Kişla Ekinci Rabia Miray, Balci Sibel, Ufuk Altintaş Derya, Yilmaz Mustafa
Department of Pediatric Rheumatology, Çukurova University Faculty of Medicine, Adana, Turkey.
Department of Pediatric Allergy and Immunology, Çukurova University Faculty of Medicine, Adana, Turkey.
Arch Rheumatol. 2017 Oct 30;33(3):282-287. doi: 10.5606/ArchRheumatol.2018.6488. eCollection 2018 Sep.
This study aims to describe the effects of concomitant disorders on the course of familial Mediterranean fever (FMF) and the relevance of genotype on these associations.

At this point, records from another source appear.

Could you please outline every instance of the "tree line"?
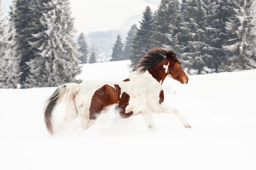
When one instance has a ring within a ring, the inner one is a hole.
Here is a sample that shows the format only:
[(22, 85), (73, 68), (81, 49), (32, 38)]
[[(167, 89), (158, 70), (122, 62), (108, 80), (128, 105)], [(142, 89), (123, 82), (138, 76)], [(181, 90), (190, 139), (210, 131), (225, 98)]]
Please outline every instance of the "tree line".
[(190, 74), (255, 68), (255, 13), (253, 0), (162, 0), (155, 12), (147, 7), (140, 28), (128, 34), (129, 53), (120, 52), (118, 37), (112, 57), (128, 55), (134, 70), (158, 47), (174, 51)]
[[(0, 88), (55, 87), (71, 82), (85, 62), (68, 0), (15, 0), (7, 17), (0, 0)], [(79, 60), (81, 61), (79, 61)]]

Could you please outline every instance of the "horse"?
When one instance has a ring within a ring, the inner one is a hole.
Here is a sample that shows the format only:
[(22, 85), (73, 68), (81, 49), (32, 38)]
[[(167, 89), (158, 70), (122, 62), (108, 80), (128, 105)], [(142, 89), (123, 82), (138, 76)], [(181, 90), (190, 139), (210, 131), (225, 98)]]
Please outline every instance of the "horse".
[(52, 114), (62, 101), (66, 103), (65, 115), (60, 127), (66, 127), (79, 117), (81, 120), (79, 130), (85, 130), (107, 107), (115, 105), (115, 110), (122, 118), (141, 114), (150, 129), (155, 128), (153, 113), (172, 113), (185, 127), (191, 128), (178, 110), (163, 103), (162, 84), (167, 76), (181, 84), (188, 81), (174, 51), (160, 48), (150, 50), (139, 61), (136, 69), (120, 82), (90, 81), (59, 86), (47, 101), (44, 109), (48, 131), (52, 135), (56, 133)]

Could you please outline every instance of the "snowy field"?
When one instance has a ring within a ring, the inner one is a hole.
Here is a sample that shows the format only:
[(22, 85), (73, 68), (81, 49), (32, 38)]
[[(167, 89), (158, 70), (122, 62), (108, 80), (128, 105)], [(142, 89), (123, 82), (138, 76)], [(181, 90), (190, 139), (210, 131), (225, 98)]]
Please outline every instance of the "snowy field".
[[(129, 62), (85, 65), (79, 77), (122, 81)], [(164, 102), (191, 129), (159, 114), (151, 131), (141, 115), (122, 119), (110, 111), (79, 135), (78, 119), (53, 137), (42, 111), (56, 88), (0, 89), (0, 169), (256, 169), (255, 75), (256, 70), (190, 76), (186, 85), (167, 77), (164, 86), (172, 88)], [(58, 120), (63, 111), (61, 105)]]

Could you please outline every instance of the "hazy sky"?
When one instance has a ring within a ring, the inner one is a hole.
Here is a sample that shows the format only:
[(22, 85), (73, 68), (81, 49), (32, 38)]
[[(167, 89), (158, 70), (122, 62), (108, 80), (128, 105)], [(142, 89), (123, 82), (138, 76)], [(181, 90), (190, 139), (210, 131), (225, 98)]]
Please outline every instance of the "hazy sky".
[[(7, 10), (12, 0), (3, 0)], [(131, 17), (141, 14), (147, 5), (154, 11), (159, 0), (70, 0), (75, 26), (89, 32), (121, 28)]]

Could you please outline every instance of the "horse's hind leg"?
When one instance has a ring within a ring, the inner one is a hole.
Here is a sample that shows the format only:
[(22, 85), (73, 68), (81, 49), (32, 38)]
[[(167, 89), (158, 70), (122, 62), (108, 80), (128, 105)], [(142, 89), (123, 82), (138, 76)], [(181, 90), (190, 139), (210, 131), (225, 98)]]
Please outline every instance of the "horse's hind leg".
[(65, 117), (59, 125), (60, 131), (63, 130), (68, 124), (78, 117), (78, 112), (76, 103), (73, 99), (69, 99), (67, 102), (65, 109)]
[(187, 119), (180, 113), (177, 109), (175, 108), (169, 107), (169, 106), (162, 103), (160, 104), (159, 109), (157, 110), (157, 113), (173, 113), (177, 116), (183, 125), (186, 128), (191, 128), (189, 124)]
[(81, 119), (81, 125), (77, 132), (78, 134), (80, 134), (91, 126), (96, 121), (96, 120), (90, 120), (89, 117), (84, 116), (80, 116), (80, 118)]
[(155, 129), (155, 125), (153, 122), (152, 113), (146, 112), (141, 114), (144, 118), (144, 120), (148, 128), (151, 130)]

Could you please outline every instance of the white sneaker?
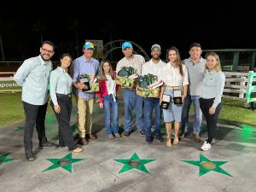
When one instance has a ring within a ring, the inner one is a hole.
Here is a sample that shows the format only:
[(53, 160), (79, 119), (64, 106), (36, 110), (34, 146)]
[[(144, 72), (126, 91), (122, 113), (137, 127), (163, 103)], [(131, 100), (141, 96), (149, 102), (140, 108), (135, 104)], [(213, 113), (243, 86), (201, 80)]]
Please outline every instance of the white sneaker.
[[(208, 138), (206, 139), (206, 141), (208, 140)], [(216, 142), (215, 138), (212, 138), (212, 141), (211, 142), (211, 143), (214, 143)]]
[(205, 142), (204, 144), (201, 147), (201, 149), (202, 151), (207, 151), (212, 148), (211, 144), (207, 142)]

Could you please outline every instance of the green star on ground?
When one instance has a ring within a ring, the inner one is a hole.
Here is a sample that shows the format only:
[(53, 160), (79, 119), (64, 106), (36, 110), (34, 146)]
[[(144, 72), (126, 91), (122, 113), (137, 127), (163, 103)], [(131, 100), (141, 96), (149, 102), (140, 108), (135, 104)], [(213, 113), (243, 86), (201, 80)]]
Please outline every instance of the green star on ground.
[(148, 171), (147, 170), (144, 165), (152, 162), (155, 160), (149, 160), (149, 159), (141, 160), (137, 156), (137, 153), (134, 153), (130, 159), (119, 159), (114, 160), (125, 164), (125, 166), (119, 171), (119, 173), (127, 172), (131, 169), (137, 169), (143, 172), (146, 172), (149, 174)]
[(182, 161), (199, 166), (200, 177), (211, 171), (232, 177), (230, 173), (228, 173), (226, 171), (223, 170), (220, 167), (220, 166), (227, 163), (228, 161), (210, 160), (201, 154), (200, 154), (200, 160), (182, 160)]
[(10, 159), (7, 159), (7, 156), (10, 153), (6, 153), (4, 154), (2, 154), (0, 156), (0, 166), (3, 163), (7, 163), (9, 161), (12, 161), (12, 160), (17, 160), (15, 158), (10, 158)]
[[(67, 154), (65, 157), (62, 157), (61, 159), (46, 159), (49, 161), (52, 162), (53, 165), (50, 166), (49, 167), (48, 167), (47, 169), (44, 170), (43, 172), (48, 172), (49, 170), (52, 169), (56, 169), (59, 167), (61, 167), (65, 170), (67, 170), (69, 172), (72, 172), (72, 164), (79, 162), (80, 160), (84, 160), (85, 159), (73, 159), (72, 158), (72, 153), (69, 153), (68, 154)], [(68, 160), (70, 161), (69, 163), (67, 163), (67, 165), (59, 165), (58, 162), (60, 162), (60, 160)]]
[(15, 130), (15, 131), (21, 131), (23, 129), (24, 129), (23, 126), (17, 126), (16, 129)]

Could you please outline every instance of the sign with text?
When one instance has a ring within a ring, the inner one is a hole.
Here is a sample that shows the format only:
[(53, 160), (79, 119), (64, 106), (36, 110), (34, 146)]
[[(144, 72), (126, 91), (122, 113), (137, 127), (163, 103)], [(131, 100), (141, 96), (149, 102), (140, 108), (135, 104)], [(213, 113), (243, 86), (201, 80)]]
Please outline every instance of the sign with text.
[(9, 92), (9, 91), (21, 91), (22, 87), (20, 87), (13, 79), (3, 79), (0, 80), (0, 92)]

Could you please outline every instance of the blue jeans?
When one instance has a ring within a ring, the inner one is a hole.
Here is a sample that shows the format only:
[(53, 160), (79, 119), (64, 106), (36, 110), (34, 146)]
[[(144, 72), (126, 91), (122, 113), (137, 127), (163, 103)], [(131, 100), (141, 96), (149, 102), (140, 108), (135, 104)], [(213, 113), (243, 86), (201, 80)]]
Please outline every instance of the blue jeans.
[(136, 110), (136, 123), (137, 131), (144, 129), (143, 120), (143, 102), (144, 98), (137, 96), (135, 90), (129, 89), (123, 90), (124, 108), (125, 108), (125, 122), (124, 130), (131, 132), (132, 125), (132, 110)]
[(160, 136), (160, 126), (161, 120), (161, 110), (160, 108), (159, 98), (145, 98), (144, 100), (144, 119), (146, 137), (151, 138), (151, 119), (153, 109), (154, 108), (154, 136)]
[(201, 120), (202, 120), (202, 113), (200, 108), (199, 104), (199, 96), (190, 96), (188, 95), (185, 98), (185, 102), (183, 104), (183, 113), (182, 113), (182, 131), (187, 132), (189, 129), (189, 113), (191, 102), (193, 102), (195, 117), (194, 117), (194, 125), (193, 125), (193, 132), (195, 135), (198, 135), (201, 131)]
[[(114, 102), (113, 95), (108, 95), (103, 96), (103, 104), (105, 111), (105, 124), (106, 124), (106, 132), (107, 136), (109, 137), (113, 133), (116, 134), (119, 132), (119, 110), (118, 102)], [(112, 110), (112, 125), (111, 125), (111, 110)]]

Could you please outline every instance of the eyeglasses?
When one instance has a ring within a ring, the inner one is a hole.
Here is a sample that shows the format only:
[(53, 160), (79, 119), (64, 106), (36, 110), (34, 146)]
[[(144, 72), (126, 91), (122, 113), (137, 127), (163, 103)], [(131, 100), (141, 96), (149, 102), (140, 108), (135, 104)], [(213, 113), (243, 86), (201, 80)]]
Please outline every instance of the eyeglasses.
[(44, 52), (48, 52), (49, 54), (53, 54), (55, 52), (54, 50), (48, 50), (48, 49), (45, 49), (44, 48), (42, 48), (42, 50), (44, 50)]

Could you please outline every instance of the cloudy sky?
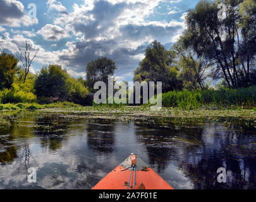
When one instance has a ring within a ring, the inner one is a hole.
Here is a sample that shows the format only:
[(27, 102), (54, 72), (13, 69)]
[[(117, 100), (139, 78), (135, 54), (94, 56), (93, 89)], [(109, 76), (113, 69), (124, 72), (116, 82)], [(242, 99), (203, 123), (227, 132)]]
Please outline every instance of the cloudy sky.
[(147, 46), (156, 39), (169, 49), (198, 2), (0, 0), (0, 50), (15, 53), (27, 40), (40, 50), (32, 71), (58, 64), (74, 76), (85, 76), (88, 62), (106, 56), (116, 62), (118, 80), (132, 81)]

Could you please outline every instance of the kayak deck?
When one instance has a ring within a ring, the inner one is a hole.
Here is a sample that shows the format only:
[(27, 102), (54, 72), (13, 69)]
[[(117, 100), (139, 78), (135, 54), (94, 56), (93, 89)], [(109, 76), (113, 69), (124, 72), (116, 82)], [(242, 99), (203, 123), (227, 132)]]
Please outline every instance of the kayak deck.
[[(161, 177), (149, 167), (140, 157), (137, 157), (135, 187), (134, 172), (131, 178), (129, 189), (173, 189)], [(130, 156), (116, 168), (109, 172), (92, 189), (126, 189), (130, 177), (131, 157)], [(122, 171), (123, 170), (123, 171)]]

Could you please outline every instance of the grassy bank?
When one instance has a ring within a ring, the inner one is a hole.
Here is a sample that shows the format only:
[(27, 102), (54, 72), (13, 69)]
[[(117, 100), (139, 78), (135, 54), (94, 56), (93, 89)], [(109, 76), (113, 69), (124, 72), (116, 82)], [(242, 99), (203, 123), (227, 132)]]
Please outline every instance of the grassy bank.
[(256, 86), (238, 89), (169, 92), (162, 94), (162, 105), (185, 110), (202, 107), (255, 107)]
[(39, 104), (37, 103), (19, 103), (19, 104), (0, 104), (0, 110), (37, 110), (48, 108), (70, 108), (70, 107), (80, 107), (80, 105), (75, 104), (73, 102), (56, 102), (50, 104)]

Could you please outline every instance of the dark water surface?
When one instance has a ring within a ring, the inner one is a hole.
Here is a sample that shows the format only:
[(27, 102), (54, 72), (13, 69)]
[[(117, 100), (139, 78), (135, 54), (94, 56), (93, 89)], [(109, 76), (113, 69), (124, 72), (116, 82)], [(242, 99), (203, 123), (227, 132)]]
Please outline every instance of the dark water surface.
[[(91, 189), (131, 152), (175, 189), (255, 189), (256, 129), (23, 118), (0, 127), (0, 189)], [(37, 183), (27, 170), (37, 167)], [(217, 181), (219, 167), (226, 183)]]

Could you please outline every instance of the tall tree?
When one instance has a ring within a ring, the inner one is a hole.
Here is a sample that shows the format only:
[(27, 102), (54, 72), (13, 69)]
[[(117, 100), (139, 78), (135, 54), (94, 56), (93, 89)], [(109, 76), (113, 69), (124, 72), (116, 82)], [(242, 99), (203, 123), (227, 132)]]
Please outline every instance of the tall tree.
[[(188, 39), (186, 45), (193, 47), (199, 56), (204, 55), (214, 62), (214, 78), (224, 78), (229, 88), (243, 85), (239, 80), (243, 74), (248, 73), (241, 51), (243, 42), (247, 40), (243, 35), (240, 36), (241, 27), (238, 23), (241, 18), (239, 10), (243, 1), (203, 0), (188, 11), (186, 18), (185, 35)], [(220, 3), (226, 5), (224, 19), (218, 17)], [(252, 37), (253, 34), (250, 35)], [(254, 52), (252, 54), (255, 56)]]
[(4, 52), (0, 54), (0, 90), (11, 88), (19, 70), (18, 62), (18, 59), (13, 54)]
[(35, 50), (35, 54), (31, 56), (31, 49), (32, 46), (31, 44), (28, 43), (26, 40), (25, 45), (24, 47), (18, 47), (18, 51), (16, 52), (16, 55), (18, 59), (21, 62), (22, 66), (25, 70), (25, 76), (23, 83), (25, 83), (27, 78), (27, 76), (29, 73), (30, 68), (32, 64), (33, 61), (37, 56), (37, 54), (39, 51), (39, 49)]
[(181, 36), (171, 48), (173, 55), (178, 59), (177, 61), (174, 61), (181, 69), (179, 78), (183, 81), (185, 89), (203, 89), (207, 77), (205, 71), (211, 64), (204, 54), (198, 56), (190, 47), (185, 47), (186, 40), (185, 36)]
[(162, 81), (164, 92), (181, 88), (177, 78), (178, 71), (176, 67), (171, 66), (172, 55), (170, 51), (154, 40), (147, 48), (145, 56), (134, 72), (134, 81)]
[(106, 57), (99, 57), (88, 63), (86, 82), (90, 91), (94, 91), (94, 85), (97, 81), (103, 81), (107, 85), (108, 76), (113, 76), (116, 69), (115, 63)]

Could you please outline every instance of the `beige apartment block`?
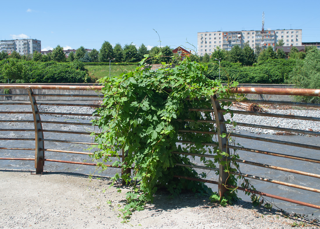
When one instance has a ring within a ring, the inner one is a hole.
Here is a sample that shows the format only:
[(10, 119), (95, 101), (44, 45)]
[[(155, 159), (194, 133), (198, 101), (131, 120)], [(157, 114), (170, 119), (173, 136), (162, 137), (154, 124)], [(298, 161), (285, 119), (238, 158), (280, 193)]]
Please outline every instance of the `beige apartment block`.
[(0, 41), (0, 51), (8, 54), (16, 51), (20, 55), (32, 54), (41, 52), (41, 41), (36, 39), (7, 40)]
[(211, 55), (217, 47), (228, 51), (236, 45), (243, 48), (246, 44), (254, 50), (257, 46), (263, 46), (263, 49), (271, 46), (274, 50), (281, 39), (284, 46), (301, 46), (302, 30), (265, 30), (263, 34), (261, 30), (253, 30), (198, 32), (198, 54), (203, 56), (206, 53)]

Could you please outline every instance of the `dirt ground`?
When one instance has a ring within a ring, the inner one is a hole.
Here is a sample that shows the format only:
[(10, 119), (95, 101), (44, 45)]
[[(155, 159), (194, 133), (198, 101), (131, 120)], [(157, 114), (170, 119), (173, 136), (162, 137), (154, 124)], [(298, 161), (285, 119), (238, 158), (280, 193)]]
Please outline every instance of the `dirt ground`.
[[(286, 218), (242, 201), (223, 208), (192, 193), (172, 199), (160, 192), (153, 204), (122, 223), (117, 209), (124, 202), (125, 187), (119, 186), (123, 192), (118, 193), (108, 177), (30, 172), (0, 169), (0, 228), (290, 228), (294, 222), (312, 222)], [(318, 228), (315, 222), (308, 227)]]

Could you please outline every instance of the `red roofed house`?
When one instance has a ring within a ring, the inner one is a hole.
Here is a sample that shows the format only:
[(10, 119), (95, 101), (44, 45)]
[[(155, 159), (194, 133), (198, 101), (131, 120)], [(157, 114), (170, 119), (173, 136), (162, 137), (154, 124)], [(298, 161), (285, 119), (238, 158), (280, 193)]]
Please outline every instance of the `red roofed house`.
[(186, 56), (189, 56), (191, 54), (191, 50), (188, 52), (180, 46), (172, 50), (172, 52), (173, 53), (177, 53), (180, 57), (180, 60), (181, 61), (186, 58)]

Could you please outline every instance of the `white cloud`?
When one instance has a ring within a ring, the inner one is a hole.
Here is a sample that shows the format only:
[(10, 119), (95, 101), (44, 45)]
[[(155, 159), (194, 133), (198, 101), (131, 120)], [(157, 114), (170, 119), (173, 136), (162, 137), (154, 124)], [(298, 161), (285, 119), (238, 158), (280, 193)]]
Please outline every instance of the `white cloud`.
[(50, 47), (50, 46), (48, 46), (46, 48), (43, 48), (41, 50), (41, 51), (48, 51), (49, 50), (52, 50), (53, 49), (53, 48), (52, 47)]
[(68, 49), (72, 49), (72, 48), (70, 46), (66, 45), (66, 47), (63, 47), (63, 50), (68, 50)]
[(19, 34), (19, 35), (10, 34), (10, 36), (12, 37), (12, 39), (13, 40), (15, 39), (26, 39), (28, 38), (28, 36), (23, 33)]

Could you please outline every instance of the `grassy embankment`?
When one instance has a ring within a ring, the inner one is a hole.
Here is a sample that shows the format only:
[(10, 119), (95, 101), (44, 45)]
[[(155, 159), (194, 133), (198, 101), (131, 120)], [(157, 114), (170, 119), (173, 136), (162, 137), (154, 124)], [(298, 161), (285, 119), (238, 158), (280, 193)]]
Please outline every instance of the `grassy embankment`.
[[(111, 65), (110, 75), (112, 77), (119, 76), (122, 72), (126, 72), (134, 70), (136, 65)], [(98, 79), (109, 76), (109, 65), (91, 66), (87, 65), (85, 68), (88, 70), (89, 75), (92, 74)]]

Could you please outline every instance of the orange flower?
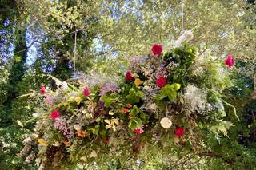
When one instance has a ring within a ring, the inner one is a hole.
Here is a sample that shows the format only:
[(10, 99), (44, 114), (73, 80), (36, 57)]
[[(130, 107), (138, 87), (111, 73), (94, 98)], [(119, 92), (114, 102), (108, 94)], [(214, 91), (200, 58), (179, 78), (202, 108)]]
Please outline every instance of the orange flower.
[(77, 134), (81, 138), (86, 136), (86, 133), (87, 133), (86, 130), (83, 130), (83, 131), (77, 130)]
[(70, 146), (70, 142), (69, 141), (67, 141), (67, 140), (64, 140), (64, 144), (65, 144), (65, 146)]
[(119, 110), (119, 113), (129, 113), (129, 110), (128, 110), (128, 109), (124, 108), (124, 109)]
[(126, 107), (129, 108), (129, 109), (130, 109), (130, 108), (133, 107), (133, 106), (132, 106), (132, 105), (130, 105), (130, 103), (127, 103), (127, 104), (126, 104)]

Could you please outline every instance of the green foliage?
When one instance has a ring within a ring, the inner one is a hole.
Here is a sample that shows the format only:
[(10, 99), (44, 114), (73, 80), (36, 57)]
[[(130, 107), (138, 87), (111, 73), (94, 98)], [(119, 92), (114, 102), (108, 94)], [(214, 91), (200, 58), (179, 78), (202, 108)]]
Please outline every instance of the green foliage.
[(128, 95), (126, 97), (126, 100), (127, 103), (135, 104), (138, 103), (143, 96), (144, 93), (138, 88), (131, 88), (129, 90)]
[(177, 101), (177, 91), (181, 88), (181, 85), (174, 83), (172, 85), (166, 85), (161, 89), (160, 93), (156, 97), (157, 102), (159, 102), (161, 100), (168, 97), (170, 102), (176, 102)]

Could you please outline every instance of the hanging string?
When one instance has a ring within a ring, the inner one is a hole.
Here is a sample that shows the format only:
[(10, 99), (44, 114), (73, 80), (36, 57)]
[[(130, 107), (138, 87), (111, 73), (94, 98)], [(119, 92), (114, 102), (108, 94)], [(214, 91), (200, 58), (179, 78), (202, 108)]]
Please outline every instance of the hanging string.
[(184, 32), (184, 1), (182, 2), (182, 33)]
[(74, 77), (75, 77), (75, 61), (76, 61), (76, 55), (77, 55), (77, 32), (74, 31), (74, 68), (73, 68), (73, 85), (74, 86)]

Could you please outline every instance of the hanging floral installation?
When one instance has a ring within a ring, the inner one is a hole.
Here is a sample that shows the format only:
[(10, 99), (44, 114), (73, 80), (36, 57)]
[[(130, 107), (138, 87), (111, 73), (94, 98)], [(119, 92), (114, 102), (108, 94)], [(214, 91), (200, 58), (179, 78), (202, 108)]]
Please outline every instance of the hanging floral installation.
[(203, 135), (218, 140), (227, 136), (233, 125), (223, 121), (225, 109), (234, 107), (222, 92), (232, 85), (234, 57), (223, 61), (199, 55), (186, 45), (192, 38), (186, 31), (166, 53), (154, 45), (148, 56), (131, 58), (117, 80), (91, 83), (88, 75), (73, 85), (53, 77), (57, 89), (38, 90), (42, 103), (34, 133), (24, 140), (19, 156), (29, 154), (27, 162), (34, 158), (44, 169), (104, 156), (136, 160), (148, 144), (161, 149), (166, 140), (199, 153), (207, 147)]

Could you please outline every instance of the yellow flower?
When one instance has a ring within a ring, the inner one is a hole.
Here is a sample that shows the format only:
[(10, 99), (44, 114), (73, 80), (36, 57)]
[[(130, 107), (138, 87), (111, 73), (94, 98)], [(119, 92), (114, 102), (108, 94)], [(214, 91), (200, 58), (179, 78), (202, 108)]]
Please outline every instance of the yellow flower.
[(82, 101), (82, 98), (80, 97), (77, 97), (74, 98), (74, 101), (77, 102), (78, 105), (79, 105)]
[(142, 81), (139, 78), (136, 78), (134, 81), (135, 85), (138, 86), (142, 85)]
[(39, 144), (41, 144), (42, 146), (47, 146), (47, 142), (44, 140), (44, 139), (38, 138), (38, 141)]

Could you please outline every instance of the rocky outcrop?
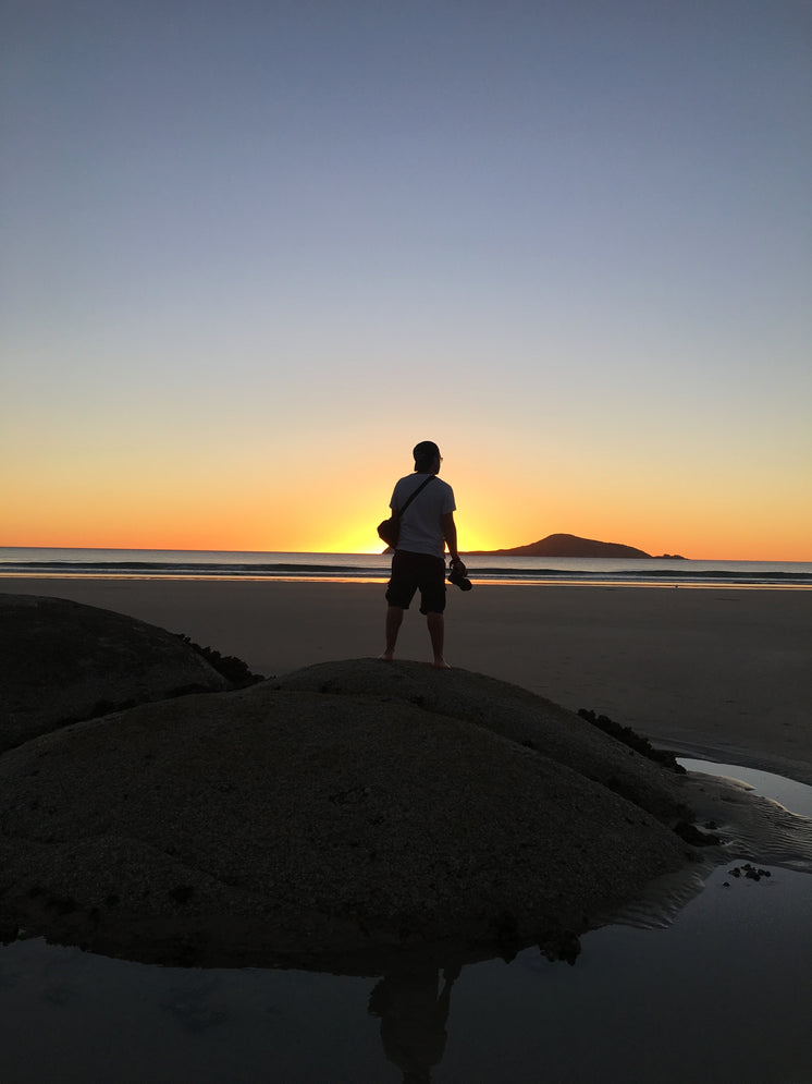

Files of 494 FMF patients (257 males, 237 females; mean age 12.8±1.94 years; range 1.6 to 23 years) were retrospectively examined. Age of diagnosis, sex, MEditerrenean FeVer mutations, colchicine dosage, disease severity score and concomitant diseases in FMF course were recorded. FMF diagnoses were based on Tel-Hashomer criteria and disease severity was determined by international severity scoring system for FMF. Patients were divided into two groups as M694V positives and M694V negatives. We compared the groups in terms of accompanying illnesses, MEditerrenean FeVer mutations, and disease severity scores among five concomitant diseases: juvenile idiopathic arthritis (JIA), asthma, Henoch- Schonlein purpura, periodic fever, aphthous stomatitis, pharyngitis and adenitis syndrome, and others.
The mean age at diagnosis was 8.7±1.9 years. Eighty-five patients (17.2%) had accompanying diseases including JIA, asthma, periodic fever, aphthous stomatitis, pharyngitis and adenitis syndrome, and Henoch-Schonlein purpura. Mean disease severity scores were 2.4±1.1 in patients with only FMF and 3.0±1.5 in patients with concomitant disorders (p=0.001). Patients with concomitant JIA showed the highest severity scores (4.3±1.6). A statistically significant difference was found with one-way analysis of variance.
Our findings indicate that concomitant diseases, particularly JIA, influence FMF severity. Therefore, it may be beneficial to focus on diagnosis and treatment of comorbid inflammatory diseases, which may worsen the course of FMF.
本研究旨在描述并发疾病对家族性地中海热(FMF)病程的影响以及基因型与这些关联的相关性。
对494例FMF患者(男性257例,女性237例;平均年龄12.8±1.94岁;范围1.6至23岁)的病历进行回顾性检查。记录诊断年龄、性别、地中海热突变、秋水仙碱剂量、疾病严重程度评分以及FMF病程中的并发疾病。FMF诊断基于Tel-Hashomer标准,疾病严重程度由FMF国际严重程度评分系统确定。患者分为M694V阳性和M694V阴性两组。我们比较了两组在五种并发疾病(幼年特发性关节炎(JIA)、哮喘、过敏性紫癜、周期性发热、口疮性口炎、咽炎和腺炎综合征)及其他疾病方面的伴随疾病、地中海热突变和疾病严重程度评分。
诊断时的平均年龄为8.7±1.9岁。85例患者(17.2%)患有包括JIA、哮喘、周期性发热、口疮性口炎、咽炎和腺炎综合征以及过敏性紫癜在内的伴随疾病。仅患有FMF的患者平均疾病严重程度评分为2.4±1.1,并发疾病患者为3.0±1.5(p = 0.001)。并发JIA的患者严重程度评分最高(4.3±1.6)。单因素方差分析发现有统计学显著差异。
我们的研究结果表明,并发疾病,尤其是JIA,会影响FMF的严重程度。因此,关注可能使FMF病程恶化的合并炎症性疾病的诊断和治疗可能有益。